So it is not outlandish to think that eBikes and Electric Motorcycles will both increase in power and range as the technology continues to advance. That said I doubt we will see an Electric Motorcycle that looks like a current Gen Class 1 eBike anytime soon* if ever,* there are always limitations to how small something can get and retain the performance desired.


----------



## rsilvers (Aug 23, 2015)

The more powerful ones will have dual-crown forks and rear ends with full float.


----------



## ron t (Jun 15, 2018)

figofspee said:


> EBikes were allowed where motorized was allowed up until this ruling, roads included.


Various people, including me, have spoken with rangers at Canyonlands who confirmed the ban: https://forums.mtbr.com/e-bikes/e-bike-routes-moab-utah-1058898.html. I've driven the White Rim Road twice so it was an interest of mine to ride at least part of it on eBike, but no go. Discovermoab still has the ban at Canyonlands and Arches documented on their page: https://www.discovermoab.com/ebikes/.


----------



## figofspee (Jul 19, 2018)

notb said:


> Various people, including me, have spoken with rangers at Canyonlands who confirmed the ban: https://forums.mtbr.com/e-bikes/e-bike-routes-moab-utah-1058898.html. I've driven the White Rim Road twice so it was an interest of mine to ride at least part of it on eBike, but no go. Discovermoab still has the ban at Canyonlands and Arches documented on their page: https://www.discovermoab.com/ebikes/.


Sounds like a misunderstanding/massive overreach on their part:
At Acadia National Park, the e-bikes are welcome on paved roads inside the park and even on dirt roads where cars and trucks are allowed.

https://www.apnews.com/531d9ebb52df4062af8292d0f7845159


----------



## chazpat (Sep 23, 2006)

figofspee said:


> EBikes were allowed where motorized was allowed up until this ruling, roads included. This order equates bikes and eBikes on 75 percent of singletrack and bike paths on Federal lands by default. The remaining 25 percent is now on notice that they are operating inconsistent with Federal law. There is some pretty good singletrack on Federal lands, which you can bet the Department of Interior is well aware of. Misinterpreting the Order doesn't change it, but it does give you a permanent black eye on the internet.


But according to the NPS, they can still ban ebikes if they deem it is in the best interest:

_May superintendents restrict the use of e-bikes or close areas to e-bikes under certain circumstances?

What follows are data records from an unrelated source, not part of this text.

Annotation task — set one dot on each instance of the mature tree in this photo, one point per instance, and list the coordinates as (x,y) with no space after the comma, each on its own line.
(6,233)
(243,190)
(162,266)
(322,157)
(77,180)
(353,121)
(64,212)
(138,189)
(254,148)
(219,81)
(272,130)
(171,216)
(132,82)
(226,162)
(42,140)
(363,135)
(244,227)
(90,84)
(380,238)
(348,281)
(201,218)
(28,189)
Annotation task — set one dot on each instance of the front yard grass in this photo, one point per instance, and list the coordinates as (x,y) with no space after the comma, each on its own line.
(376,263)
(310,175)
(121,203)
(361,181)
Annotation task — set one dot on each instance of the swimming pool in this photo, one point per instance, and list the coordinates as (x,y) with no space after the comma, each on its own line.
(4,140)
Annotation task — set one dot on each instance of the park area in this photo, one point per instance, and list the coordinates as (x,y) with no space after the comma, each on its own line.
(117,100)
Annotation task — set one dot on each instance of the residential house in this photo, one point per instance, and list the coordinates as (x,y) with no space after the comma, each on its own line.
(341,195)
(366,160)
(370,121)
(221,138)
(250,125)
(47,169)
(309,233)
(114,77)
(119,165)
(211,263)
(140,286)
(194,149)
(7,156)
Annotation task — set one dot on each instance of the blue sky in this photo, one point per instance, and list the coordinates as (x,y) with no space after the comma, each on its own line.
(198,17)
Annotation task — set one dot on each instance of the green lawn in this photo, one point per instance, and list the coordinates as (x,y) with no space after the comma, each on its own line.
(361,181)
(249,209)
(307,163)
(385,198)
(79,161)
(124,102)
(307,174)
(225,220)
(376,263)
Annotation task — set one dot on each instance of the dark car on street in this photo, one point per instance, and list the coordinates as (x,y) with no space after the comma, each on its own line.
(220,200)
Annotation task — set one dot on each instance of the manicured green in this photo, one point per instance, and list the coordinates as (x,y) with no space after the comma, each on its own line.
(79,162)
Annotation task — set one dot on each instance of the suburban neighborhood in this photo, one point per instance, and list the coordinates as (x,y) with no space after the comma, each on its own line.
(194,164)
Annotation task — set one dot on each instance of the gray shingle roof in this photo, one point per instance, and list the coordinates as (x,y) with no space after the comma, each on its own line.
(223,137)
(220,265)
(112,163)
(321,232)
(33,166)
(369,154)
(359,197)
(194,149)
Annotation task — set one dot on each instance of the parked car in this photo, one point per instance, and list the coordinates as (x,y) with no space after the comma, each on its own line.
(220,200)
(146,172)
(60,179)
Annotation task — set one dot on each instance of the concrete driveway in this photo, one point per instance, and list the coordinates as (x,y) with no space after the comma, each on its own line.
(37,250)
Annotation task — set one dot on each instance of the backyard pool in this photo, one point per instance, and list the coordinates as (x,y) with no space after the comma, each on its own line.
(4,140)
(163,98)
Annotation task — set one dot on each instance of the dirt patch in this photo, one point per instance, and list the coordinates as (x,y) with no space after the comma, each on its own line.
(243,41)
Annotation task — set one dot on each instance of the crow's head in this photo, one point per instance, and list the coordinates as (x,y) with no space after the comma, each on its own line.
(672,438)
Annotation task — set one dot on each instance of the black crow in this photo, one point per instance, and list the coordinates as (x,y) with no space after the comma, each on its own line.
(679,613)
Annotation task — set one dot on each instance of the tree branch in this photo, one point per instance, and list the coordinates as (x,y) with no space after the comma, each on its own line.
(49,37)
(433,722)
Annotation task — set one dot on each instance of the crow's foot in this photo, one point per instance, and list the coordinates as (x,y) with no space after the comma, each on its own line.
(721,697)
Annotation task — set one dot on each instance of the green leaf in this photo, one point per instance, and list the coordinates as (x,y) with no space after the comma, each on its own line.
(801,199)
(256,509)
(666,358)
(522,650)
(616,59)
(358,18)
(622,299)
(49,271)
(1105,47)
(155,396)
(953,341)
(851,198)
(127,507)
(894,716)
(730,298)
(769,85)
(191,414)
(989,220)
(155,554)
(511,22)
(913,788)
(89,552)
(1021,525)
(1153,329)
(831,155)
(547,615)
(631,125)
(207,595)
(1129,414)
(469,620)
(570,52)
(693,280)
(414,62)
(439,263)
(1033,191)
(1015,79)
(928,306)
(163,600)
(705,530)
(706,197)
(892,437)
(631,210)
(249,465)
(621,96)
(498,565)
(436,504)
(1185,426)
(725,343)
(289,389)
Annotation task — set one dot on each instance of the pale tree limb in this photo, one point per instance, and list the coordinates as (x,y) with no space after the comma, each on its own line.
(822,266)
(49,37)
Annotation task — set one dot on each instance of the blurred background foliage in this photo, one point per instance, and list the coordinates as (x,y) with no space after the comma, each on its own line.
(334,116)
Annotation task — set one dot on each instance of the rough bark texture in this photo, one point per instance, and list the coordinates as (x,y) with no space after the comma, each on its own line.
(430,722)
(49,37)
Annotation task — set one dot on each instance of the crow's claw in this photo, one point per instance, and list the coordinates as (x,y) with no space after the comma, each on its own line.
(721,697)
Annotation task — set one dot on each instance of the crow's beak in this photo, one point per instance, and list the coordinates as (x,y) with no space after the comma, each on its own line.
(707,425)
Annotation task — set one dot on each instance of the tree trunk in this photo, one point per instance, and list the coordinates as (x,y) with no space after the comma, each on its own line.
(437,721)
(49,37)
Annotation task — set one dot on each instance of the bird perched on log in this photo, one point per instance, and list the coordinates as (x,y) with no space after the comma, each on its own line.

Yes. Superintendents may restrict or impose conditions upon the use of e-bikes, or close locations to the use of e-bikes, after taking into consideration public health and safety, natural and cultural resource protection, and other management activities and objectives. If warranted by these criteria, superintendents may manage e-bikes, or particular classes of e-bikes, differently than traditional bicycles in particular locations. For example, a superintendent could determine that a trail open to traditional bicycles should not be open to e-bikes, or should be open to class-1 e-bikes only.
_
https://www.nps.gov/subjects/biking/e-bikes.htm


----------



## figofspee (Jul 19, 2018)

chazpat said:


> But according to the NPS, they can still ban ebikes if they deem it is in the best interest:
> 
> _May superintendents restrict the use of e-bikes or close areas to e-bikes under certain circumstances?
> 
> ...


Just like I can disobey an order given by one of my supervisors. It might be seen as insubordination and cost me my job, so I probably won't do that too often.


----------



## str8line (Apr 1, 2005)

chazpat said:


> But according to the NPS, they can still ban ebikes if they deem it is in the best interest:
> 
> _May superintendents restrict the use of e-bikes or close areas to e-bikes under certain circumstances?
> 
> ...


It looks like that goes against the original ruling by the DOI. We'll have to see but I expect they'll need a compelling reason and proof as to why e-bikes wouldn't be allowed on the same trails as beach-cruisers, hybrids, mtb's, etc..


----------



## figofspee (Jul 19, 2018)

ORDER NO. 3 3 7 6 
Subject: Increasing Recreational Opportunities through the use of Electric Bikes 
Sec. 1 Purpose. This Order is intended to increase recreational opportunities for all Americans, 
especially those with physical limitations, and to encourage the enjoyment of lands and waters 
managed by the Department of the Interior (Department). This Order simplifies and unifies 
regulation of electric bicycles ( e-bikes) on Federal lands managed by the Department and also 
decreases regulatory burden.


----------



## honkinunit (Aug 6, 2004)

figofspee said:


> Sounds like a misunderstanding/massive overreach on their part:
> At Acadia National Park, the e-bikes are welcome on paved roads inside the park and even on dirt roads where cars and trucks are allowed.
> 
> https://www.apnews.com/531d9ebb52df4062af8292d0f7845159


No misunderstanding. Massive overreach. Until they comply with this ruling, you can't even ride an ebike on the pavement in Canyonlands and Arches. As of today, ebikes are still banned in Arches and Canyonlands, period. I'm sure the rangers are grinding their teeth, and their heads are spinning.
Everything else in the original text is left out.